Ele condenou o crescimento da competição comercial entre médicos no campo. No início, segundo ele, “o espírito era tentar ajudar uns aos outros”.

“Lamento o desaparecimento disso”, afirmou Jones. “Fico desapontado com a comercialização exagerada, mas acho que isso se aplica à medicina no geral, e particularmente a esta especialidade”.

Ele passa os invernos no Colorado, próximo a dois de seus três filhos, em sua casa decorada com fotos de família e lembranças de suas viagens. Ele também tem sete netos e nove bisnetos. No restante do ano ele fica em Norfolk, Virginia, ainda trabalhando no Instituto Jones.

Neste ano, ele escreveu, junto a Susan Crockin, especialista na lei da tecnologia reprodutiva, o livro “Legal Conceptions: The Evolving Law and Policy of Assisted Reproductive Technologies”. Atualmente, ele está trabalhando num capítulo sobre regulamentações da tecnologia de reprodução assistida ao redor do mundo. Há seis anos, ele publicou independentemente “War and Love”, livro sobre seus anos como cirurgião na Segunda Guerra Mundial e sua correspondência – cartas de amor, na verdade – entre ele e Seeger Jones, uma renomada endocrinologista, que morreu em 26 de março de 2005, aos 92 anos.

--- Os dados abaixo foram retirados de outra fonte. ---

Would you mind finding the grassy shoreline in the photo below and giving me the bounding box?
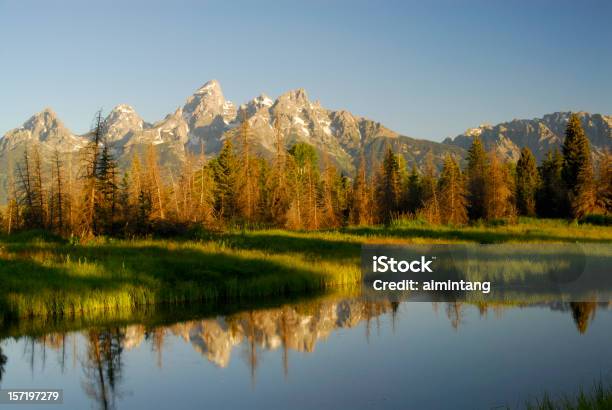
[0,220,612,323]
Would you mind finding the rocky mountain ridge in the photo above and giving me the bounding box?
[0,80,612,202]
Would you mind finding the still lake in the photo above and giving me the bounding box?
[0,297,612,410]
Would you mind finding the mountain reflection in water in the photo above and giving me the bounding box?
[0,298,609,409]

Jones acredita que os jovens pesquisadores da fertilidade de hoje devem desvendar qual embrião, sozinho, tem mais chances de produzir um bebê, em vez de transferir diversos. Isso reduzirá custos, o número de nascimentos múltiplos e aumentará significativamente os índices de sucesso na fertilização in vitro, que atualmente paira em torno de 30% – surpreendentemente próximo aos 28% que sua equipe experimentava na década de 80.

Enquanto Jones busca descobrir os segredos do óvulo, seus admiradores (que incluem uma rede global de seus pupilos) gostariam de saber seus segredos de longevidade.

Bons genes, explicou Jones. Ele considera o assunto da longevidade como somente um cientista o faria: “É difícil descobrir o que envelhece as pessoas, se suas atividades influenciam a longevidade ou suas inabilidades influenciam suas atividades. Eu não sei como solucionar esse mistério”.

Quando questionado sobre seus planos para o futuro, ele soltou seu típico gracejo perspicaz: “Na minha idade, eu não compro bananas verdes”. Ao que seu filho de 67 anos, Larry, acrescentou: “Ele sempre diz isso, mas já está planejando comparecer ao encontro da SAMR em Denver, no próximo mês de outubro”, referindo-se à Sociedade Americana de Medicina Reprodutiva. Isso acontecerá logo antes de seu aniversário de 100 anos, em 30 de dezembro.